In the clubs' community benefit statements lodged last week with the
Victorian Commissioner for Gambling Regulation, the Western Bulldogs - which is pushing to open a large pokies venue in Maribyrnong - claimed $10,636 for player appearances at Club Leeds, then another $13,051 for player appearances at the Vic Inn, Williamstown.
Geelong claimed $8219 for a new interchange bench, $9029 for the football department and $121,964 for "maintaining football team". Melbourne claimed $12,408 for promotional liquor as a community benefit. North Melbourne claimed a "poker subsidy" of $5930 and St Kilda claimed $9193 for players' equipment.

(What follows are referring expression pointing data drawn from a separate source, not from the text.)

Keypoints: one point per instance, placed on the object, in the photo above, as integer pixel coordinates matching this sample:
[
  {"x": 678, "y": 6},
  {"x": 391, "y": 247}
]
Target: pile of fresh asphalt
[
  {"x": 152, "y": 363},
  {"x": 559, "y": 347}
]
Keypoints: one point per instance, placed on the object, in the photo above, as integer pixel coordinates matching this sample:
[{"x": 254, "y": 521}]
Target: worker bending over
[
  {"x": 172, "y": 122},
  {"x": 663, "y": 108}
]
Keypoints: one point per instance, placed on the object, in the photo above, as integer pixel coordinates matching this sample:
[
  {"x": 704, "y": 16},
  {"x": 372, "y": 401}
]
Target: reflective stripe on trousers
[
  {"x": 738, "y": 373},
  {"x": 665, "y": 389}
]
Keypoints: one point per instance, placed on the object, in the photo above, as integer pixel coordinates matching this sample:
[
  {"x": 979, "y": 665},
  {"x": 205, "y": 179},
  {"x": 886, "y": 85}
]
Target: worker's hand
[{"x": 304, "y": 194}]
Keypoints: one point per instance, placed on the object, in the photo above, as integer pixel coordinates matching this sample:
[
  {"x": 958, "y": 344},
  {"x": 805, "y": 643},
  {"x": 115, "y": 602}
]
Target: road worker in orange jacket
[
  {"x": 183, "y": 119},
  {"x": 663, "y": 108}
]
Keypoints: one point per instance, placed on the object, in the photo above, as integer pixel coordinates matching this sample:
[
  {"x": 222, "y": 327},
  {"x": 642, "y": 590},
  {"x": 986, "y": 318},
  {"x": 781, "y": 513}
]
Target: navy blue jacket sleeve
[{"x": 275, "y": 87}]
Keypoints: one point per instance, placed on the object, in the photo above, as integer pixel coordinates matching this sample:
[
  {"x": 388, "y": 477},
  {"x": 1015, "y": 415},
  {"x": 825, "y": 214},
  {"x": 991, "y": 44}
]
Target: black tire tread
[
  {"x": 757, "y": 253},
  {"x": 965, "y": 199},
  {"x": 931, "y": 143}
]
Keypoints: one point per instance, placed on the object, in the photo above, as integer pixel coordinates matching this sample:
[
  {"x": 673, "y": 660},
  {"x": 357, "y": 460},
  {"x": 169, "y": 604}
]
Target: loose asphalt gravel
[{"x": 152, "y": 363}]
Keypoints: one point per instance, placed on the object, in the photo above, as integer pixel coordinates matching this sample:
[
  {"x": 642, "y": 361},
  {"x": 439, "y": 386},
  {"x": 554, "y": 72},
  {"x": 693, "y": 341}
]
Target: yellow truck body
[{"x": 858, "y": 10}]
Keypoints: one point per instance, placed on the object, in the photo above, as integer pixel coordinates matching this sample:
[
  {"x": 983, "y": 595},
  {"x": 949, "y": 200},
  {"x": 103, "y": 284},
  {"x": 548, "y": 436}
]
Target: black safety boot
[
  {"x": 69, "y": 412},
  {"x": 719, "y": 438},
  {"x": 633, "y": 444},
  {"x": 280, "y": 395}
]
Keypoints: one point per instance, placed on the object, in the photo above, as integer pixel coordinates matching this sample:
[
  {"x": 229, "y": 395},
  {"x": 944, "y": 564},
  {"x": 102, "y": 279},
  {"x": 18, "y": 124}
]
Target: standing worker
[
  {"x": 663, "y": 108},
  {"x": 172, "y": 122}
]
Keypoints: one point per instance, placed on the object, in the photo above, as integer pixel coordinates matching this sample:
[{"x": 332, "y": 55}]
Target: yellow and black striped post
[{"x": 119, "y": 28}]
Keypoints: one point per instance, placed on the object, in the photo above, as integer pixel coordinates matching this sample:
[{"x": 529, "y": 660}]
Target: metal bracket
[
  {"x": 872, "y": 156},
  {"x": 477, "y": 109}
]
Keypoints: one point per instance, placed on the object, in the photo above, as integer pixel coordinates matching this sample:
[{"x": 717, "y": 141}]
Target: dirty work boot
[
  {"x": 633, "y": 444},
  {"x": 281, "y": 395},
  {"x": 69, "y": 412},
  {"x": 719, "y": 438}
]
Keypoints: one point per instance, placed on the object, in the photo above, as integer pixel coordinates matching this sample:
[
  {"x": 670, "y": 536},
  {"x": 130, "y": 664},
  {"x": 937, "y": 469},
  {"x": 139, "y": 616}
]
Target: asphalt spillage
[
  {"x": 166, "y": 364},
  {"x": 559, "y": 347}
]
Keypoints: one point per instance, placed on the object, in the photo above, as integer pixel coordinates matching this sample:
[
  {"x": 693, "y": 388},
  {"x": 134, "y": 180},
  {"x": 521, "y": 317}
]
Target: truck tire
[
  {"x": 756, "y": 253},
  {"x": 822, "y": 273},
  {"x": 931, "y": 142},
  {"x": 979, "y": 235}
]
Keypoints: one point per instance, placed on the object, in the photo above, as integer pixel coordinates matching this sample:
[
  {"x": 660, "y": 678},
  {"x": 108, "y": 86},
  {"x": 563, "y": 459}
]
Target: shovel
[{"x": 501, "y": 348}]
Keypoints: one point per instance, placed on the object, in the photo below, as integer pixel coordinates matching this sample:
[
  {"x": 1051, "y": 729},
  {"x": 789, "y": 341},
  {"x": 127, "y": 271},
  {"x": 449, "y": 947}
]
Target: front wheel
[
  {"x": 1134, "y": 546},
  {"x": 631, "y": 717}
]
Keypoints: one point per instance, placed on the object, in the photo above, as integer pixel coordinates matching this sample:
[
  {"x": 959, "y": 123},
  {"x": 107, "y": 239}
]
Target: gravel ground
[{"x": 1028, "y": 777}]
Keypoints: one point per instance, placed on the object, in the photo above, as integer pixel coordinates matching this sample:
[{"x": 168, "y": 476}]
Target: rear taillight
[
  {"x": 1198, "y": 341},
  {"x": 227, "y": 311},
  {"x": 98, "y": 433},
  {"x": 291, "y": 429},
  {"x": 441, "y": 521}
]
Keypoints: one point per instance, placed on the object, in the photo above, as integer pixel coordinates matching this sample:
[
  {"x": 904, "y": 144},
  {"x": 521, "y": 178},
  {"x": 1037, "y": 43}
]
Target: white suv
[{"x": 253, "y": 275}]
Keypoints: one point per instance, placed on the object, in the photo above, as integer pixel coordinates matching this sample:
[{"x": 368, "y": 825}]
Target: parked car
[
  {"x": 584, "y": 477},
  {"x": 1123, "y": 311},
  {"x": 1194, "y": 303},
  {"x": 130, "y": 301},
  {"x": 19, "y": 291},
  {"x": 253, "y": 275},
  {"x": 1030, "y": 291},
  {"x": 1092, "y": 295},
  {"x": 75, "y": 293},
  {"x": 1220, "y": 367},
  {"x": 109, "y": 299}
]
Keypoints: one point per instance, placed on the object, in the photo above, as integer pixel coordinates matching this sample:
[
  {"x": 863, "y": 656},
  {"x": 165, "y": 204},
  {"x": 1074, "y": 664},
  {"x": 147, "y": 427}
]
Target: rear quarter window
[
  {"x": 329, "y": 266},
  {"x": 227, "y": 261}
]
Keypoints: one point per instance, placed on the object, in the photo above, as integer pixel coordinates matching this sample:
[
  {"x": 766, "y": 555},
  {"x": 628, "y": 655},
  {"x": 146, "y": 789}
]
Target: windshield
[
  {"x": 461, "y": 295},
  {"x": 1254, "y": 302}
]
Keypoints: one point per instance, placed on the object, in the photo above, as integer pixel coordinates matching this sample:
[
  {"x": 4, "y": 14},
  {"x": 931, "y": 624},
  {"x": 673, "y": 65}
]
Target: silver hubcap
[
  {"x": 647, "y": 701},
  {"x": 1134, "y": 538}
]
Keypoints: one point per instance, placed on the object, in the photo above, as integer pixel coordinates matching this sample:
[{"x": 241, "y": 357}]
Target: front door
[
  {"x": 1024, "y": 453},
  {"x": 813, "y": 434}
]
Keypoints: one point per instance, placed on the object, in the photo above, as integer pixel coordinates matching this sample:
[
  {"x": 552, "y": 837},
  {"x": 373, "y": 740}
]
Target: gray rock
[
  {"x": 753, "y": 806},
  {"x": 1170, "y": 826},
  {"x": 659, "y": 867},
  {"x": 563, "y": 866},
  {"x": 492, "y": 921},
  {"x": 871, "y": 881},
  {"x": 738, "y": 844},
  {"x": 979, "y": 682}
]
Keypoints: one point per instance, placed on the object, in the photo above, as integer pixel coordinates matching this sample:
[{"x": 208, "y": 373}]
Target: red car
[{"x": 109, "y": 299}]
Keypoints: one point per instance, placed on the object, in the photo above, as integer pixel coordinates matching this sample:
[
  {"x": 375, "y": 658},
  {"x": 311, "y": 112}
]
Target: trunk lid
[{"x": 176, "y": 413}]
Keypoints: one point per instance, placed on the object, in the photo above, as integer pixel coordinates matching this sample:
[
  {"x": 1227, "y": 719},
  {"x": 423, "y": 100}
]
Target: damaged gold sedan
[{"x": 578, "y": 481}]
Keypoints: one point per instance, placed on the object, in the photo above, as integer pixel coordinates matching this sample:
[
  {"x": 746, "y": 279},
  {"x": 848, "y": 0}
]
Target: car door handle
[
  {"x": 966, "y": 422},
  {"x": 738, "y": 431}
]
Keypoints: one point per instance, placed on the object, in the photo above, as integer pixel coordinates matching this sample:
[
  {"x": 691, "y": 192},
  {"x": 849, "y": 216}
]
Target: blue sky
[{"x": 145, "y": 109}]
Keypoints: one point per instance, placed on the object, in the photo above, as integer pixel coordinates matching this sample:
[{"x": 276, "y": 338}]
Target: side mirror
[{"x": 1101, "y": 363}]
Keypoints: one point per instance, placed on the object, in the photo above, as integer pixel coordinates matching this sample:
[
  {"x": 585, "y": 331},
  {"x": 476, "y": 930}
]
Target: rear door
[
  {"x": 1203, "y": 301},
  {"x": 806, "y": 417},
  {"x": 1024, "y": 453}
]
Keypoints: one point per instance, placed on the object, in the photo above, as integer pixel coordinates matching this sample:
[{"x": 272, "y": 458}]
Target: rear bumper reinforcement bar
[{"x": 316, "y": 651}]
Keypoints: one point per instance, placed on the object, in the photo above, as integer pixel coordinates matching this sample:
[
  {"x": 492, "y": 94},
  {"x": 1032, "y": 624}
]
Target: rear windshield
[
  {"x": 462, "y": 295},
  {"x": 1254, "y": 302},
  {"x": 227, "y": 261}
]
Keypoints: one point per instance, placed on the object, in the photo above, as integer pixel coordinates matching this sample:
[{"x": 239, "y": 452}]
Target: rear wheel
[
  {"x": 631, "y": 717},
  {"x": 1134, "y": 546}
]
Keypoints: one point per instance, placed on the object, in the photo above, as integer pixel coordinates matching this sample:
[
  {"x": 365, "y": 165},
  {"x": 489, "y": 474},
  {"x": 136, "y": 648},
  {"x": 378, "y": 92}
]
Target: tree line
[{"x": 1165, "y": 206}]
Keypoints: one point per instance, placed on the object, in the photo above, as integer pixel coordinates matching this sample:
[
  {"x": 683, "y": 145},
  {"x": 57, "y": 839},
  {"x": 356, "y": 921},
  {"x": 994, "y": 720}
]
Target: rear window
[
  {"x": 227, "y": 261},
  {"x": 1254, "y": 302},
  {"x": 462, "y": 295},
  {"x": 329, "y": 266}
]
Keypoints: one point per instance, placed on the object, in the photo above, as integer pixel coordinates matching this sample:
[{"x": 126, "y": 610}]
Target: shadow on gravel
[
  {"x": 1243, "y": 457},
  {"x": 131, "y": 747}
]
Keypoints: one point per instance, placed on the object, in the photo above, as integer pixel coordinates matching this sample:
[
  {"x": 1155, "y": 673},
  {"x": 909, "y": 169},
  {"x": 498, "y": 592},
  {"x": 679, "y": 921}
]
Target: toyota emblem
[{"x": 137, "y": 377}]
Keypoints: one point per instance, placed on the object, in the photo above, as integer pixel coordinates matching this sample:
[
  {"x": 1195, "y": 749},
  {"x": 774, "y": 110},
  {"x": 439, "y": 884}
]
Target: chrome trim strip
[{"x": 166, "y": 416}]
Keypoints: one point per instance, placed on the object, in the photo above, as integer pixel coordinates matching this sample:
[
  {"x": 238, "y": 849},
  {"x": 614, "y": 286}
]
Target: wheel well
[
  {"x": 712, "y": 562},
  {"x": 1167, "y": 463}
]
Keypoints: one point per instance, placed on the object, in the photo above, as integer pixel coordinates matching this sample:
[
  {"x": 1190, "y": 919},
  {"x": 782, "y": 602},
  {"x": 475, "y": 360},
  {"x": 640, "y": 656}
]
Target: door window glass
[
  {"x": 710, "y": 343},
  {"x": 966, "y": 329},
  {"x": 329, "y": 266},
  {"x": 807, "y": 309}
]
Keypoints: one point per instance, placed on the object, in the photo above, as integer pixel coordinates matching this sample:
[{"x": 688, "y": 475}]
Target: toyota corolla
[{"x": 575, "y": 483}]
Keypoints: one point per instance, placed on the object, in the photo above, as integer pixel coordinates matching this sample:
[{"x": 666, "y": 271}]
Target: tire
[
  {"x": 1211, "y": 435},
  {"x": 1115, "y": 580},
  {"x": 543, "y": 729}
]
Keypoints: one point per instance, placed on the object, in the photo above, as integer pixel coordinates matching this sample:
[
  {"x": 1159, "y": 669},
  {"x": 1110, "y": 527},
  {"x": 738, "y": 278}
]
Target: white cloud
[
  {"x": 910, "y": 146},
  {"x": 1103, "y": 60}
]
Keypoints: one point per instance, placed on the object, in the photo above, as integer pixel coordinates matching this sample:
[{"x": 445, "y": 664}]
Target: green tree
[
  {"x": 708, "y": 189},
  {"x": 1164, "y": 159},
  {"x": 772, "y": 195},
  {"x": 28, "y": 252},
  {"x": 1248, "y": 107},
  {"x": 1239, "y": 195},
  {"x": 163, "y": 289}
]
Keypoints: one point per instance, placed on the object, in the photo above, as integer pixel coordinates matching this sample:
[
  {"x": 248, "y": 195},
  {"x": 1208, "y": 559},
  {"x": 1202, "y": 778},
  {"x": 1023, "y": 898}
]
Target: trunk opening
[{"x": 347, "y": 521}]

The community benefit statements also showed the AFL clubs - and clubs generally - were continuing to pour large amounts of money into outdoor smoking areas. Carlton claimed $31,729 for a smoking room, while Collingwood claimed $32,861 for renovation of an outside smoking area.
Neither Collingwood nor the Western Bulldogs would comment on the scheme when contacted by The Sunday Age.
Michael Sinclair, a spokesman for Gaming Minister Tony Robinson, said the State Government was warning clubs that they would have to pay a higher taxation rate and could ultimately lose their gaming machines if they failed to satisfy community benefit obligations.
But the Opposition accused the Government of sitting on its hands while 12 months of "sometimes questionable" community benefits found their way through the loophole Labor had provided.
"Every questionable claim reduces funding to genuinely benefit the community," shadow gaming spokesman Michael O'Brien said.
InterChurch Gambling Taskforce chairman Mark Zirnsak said he acknowledged there was some community benefit funding sport, but big AFL clubs had moved away from their communities and had come to rely on gambling revenue as an income source.
"They have a concerning disregard for the harm done in these communities - people are losing their jobs, marriages are breaking up and people are turning to crime to fund their gambling addiction. The clubs don't seem to see this," he said.
Victorians lost a record $2.6 billion on poker machines last financial year. The new regulations, which tighten the community benefit categories but still allow venues to claim some ongoing costs and wages, apply this financial year.